El acto matutino de lavarnos la cara o los dientes era una novedad que madres e hijos no querían perderse. No tenían muy claro qué significaba aquella espuma blanca que salía de nuestra boca cada mañana. Los lazos invisibles entre culturas se iban tejiendo a medida que pasaban los días. Cantábamos, nos cantaban, repetíamos incesantemente palabras impronunciables y nos convertimos en unos acróbatas de la expresión no escrita.
Para comer el Kowspi nos preparaba cada día un fantástico arroz hervido. No había más. Si no me hubiese gustado el arroz hervido, allí me pareció “nouvelle cuisine”. El día que lo animaba con un plato de atún, sardinas o verduras, era toda una fiesta. En realidad la comida era lo de menos. Me alimentaba con la compañía, con lo que estaba viviendo. “No sólo de pan se alimenta el hombre”. Y nunca mayor verdad.
Antes de dormir nos reuníamos alrededor de la hoguera cada noche y nos contaba historias de sus antepasados, como cuando los viejos de los poblados proceden a transmitir oralmente la tradición a los pequeños futuros hombres. Pocas cosas hay en el mundo que te hagan estremecer hasta la última célula de tu cuerpo. Una de ellas es recibir el mensaje de amor por un país de manos de un enamorado incondicional de sus costumbres. Kowspi era así. Amaba a su tierra y acababas sintiéndote parte de las hojas de los árboles y de los troncos de las cabañas.
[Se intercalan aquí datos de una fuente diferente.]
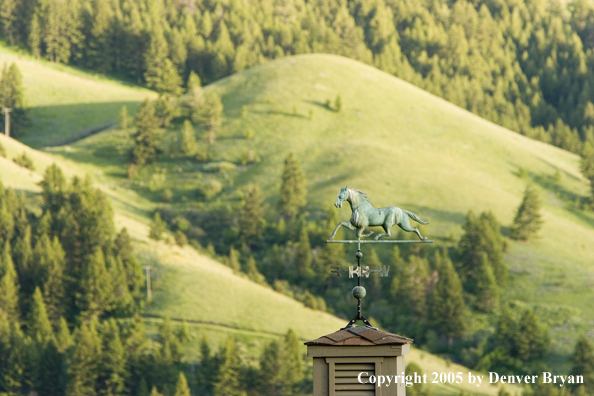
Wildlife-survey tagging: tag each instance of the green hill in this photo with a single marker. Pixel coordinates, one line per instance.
(402, 146)
(64, 102)
(215, 302)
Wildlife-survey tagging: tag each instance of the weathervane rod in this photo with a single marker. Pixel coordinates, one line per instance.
(359, 242)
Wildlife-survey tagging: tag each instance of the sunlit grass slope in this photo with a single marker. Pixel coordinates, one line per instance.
(404, 147)
(215, 302)
(408, 148)
(64, 102)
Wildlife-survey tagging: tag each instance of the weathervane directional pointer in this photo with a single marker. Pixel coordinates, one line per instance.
(363, 216)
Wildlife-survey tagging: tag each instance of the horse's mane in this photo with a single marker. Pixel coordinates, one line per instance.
(362, 194)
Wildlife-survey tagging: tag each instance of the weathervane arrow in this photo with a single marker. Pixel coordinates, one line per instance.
(365, 215)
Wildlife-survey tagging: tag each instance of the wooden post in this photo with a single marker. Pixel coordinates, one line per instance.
(348, 361)
(7, 121)
(148, 282)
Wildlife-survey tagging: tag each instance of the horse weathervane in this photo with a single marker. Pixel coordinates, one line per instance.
(365, 215)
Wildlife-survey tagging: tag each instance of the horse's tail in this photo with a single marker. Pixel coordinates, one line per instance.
(414, 217)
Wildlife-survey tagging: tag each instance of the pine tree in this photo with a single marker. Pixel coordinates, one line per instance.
(506, 330)
(51, 371)
(193, 82)
(51, 258)
(11, 96)
(155, 59)
(9, 286)
(171, 82)
(291, 368)
(124, 303)
(14, 359)
(303, 255)
(146, 139)
(112, 368)
(211, 114)
(293, 191)
(485, 286)
(34, 39)
(194, 97)
(155, 392)
(587, 164)
(338, 104)
(96, 291)
(99, 47)
(251, 218)
(38, 324)
(446, 305)
(532, 341)
(208, 370)
(158, 227)
(53, 189)
(374, 263)
(582, 360)
(83, 369)
(234, 260)
(188, 144)
(63, 337)
(269, 369)
(409, 284)
(528, 219)
(253, 273)
(125, 251)
(124, 119)
(228, 382)
(181, 388)
(23, 257)
(481, 235)
(8, 11)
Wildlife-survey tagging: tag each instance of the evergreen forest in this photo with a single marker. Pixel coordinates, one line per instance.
(526, 65)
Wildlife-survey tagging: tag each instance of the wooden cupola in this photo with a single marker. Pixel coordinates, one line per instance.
(339, 359)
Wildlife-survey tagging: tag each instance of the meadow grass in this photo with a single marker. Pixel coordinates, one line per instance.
(401, 145)
(63, 102)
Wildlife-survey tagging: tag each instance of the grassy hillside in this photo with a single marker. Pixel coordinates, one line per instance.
(401, 145)
(64, 102)
(215, 302)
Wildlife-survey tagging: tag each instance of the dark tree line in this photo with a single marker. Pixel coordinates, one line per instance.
(70, 294)
(524, 65)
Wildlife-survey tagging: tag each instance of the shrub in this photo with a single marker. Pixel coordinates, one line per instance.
(248, 157)
(157, 181)
(208, 190)
(25, 161)
(180, 238)
(220, 167)
(167, 196)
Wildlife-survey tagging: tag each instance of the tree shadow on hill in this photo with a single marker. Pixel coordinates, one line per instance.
(319, 104)
(551, 182)
(66, 124)
(279, 112)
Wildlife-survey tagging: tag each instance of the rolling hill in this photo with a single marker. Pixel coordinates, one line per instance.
(66, 102)
(401, 145)
(214, 302)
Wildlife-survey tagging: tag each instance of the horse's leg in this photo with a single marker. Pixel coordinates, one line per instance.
(360, 233)
(386, 228)
(405, 225)
(342, 224)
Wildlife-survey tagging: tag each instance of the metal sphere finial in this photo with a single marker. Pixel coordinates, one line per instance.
(359, 292)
Dormíamos con mosquitera. Los mosquitos eran helicópteros militares (por el ruido y por lo grandes). La malaria en aquella zona estaba arraigada como las raíces de sus enormes árboles.
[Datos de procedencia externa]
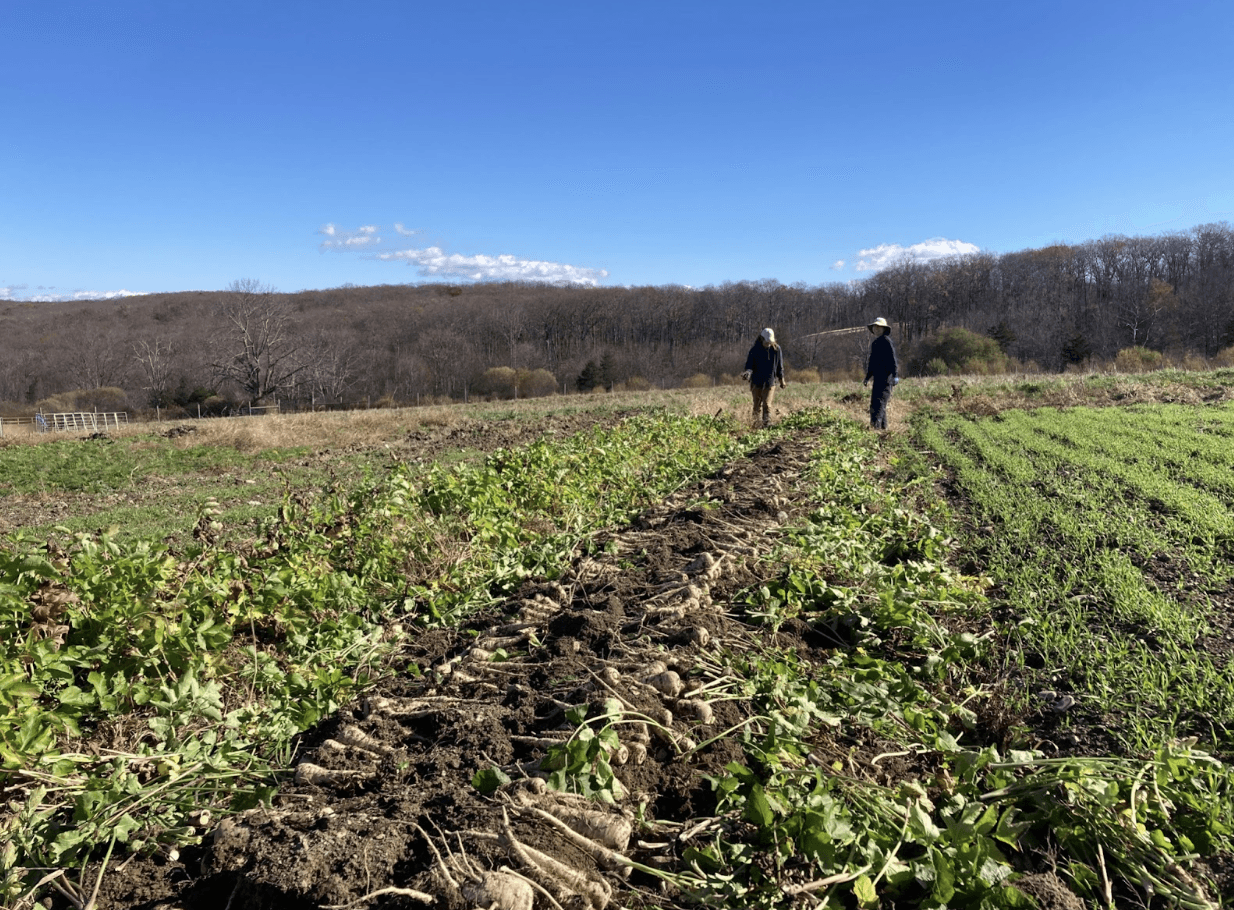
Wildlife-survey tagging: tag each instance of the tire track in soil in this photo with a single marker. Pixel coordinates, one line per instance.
(383, 798)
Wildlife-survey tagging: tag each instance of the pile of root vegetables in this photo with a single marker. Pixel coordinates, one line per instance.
(555, 752)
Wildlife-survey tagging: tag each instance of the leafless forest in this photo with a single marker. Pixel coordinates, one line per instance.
(1045, 308)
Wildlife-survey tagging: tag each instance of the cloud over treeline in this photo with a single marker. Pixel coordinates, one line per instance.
(434, 262)
(880, 257)
(45, 295)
Una de las experiencias que me impactaron más fue cuando llegamos a un poblado de cuyo nombre no quiero acordarme, silencioso y vacío. Todos sus habitantes habían salido a cazar. Sólo un halo de vida. Tan ínfimo que tomaba el aire a sorbos por no despertar a la muerte. Su Dios la mantenía clínicamente viva pendiente de un finísimo cordón umbilical que sustentaba su respiro lento y cegado. Era una mujer anciana que esperaba la muerte en posición fetal, desnuda. Sus ojos endurecidos por el sol nos miraban pero no veían, sin embargo nos turbaban como si nos hablaran de otros tiempos y nos interrogaran por nuestra presencia. Allí recibí mi primer golpe de gracia. El pueblo de Papúa establece que el valor de la vida deja de cotizar en cuanto llegas a viejo. Sólo cabe esperar la muerte. Fue un impacto grabado en mi memoria, en mi alma y en mi ser. Con pulso nervioso apreté el botón de mí cámara con el fin de reflejar una vez más situaciones a las que no te acostumbras y que de ninguna manera te dejan insensible a la vejez y a la muerte. Y me di cuenta de lo que aún me quedaba por aprender. Por aprender de la vida, y de aceptar su fin cuando la naturaleza te renueva el pasaje de vuelta. ¡Qué poco nos enseña nuestra sociedad a reconocer, entender y aceptar la oscuridad de nuestros días!.
Después de 10 largos días sin reloj, ralentizando nuestro pulso al de aquella gente, nos habíamos acostumbrado a nuestro propio hedor. Barba de Robinsones y ropa para el deshecho. Y nosotros soltando un olorcillo rancio a pececillo. Los lazos invisibles no se construyeron sólo entre culturas, también entre nosotros nació un hilo conector que nos hacia cómplices de una situación que nos ponía a prueba como seres humanos.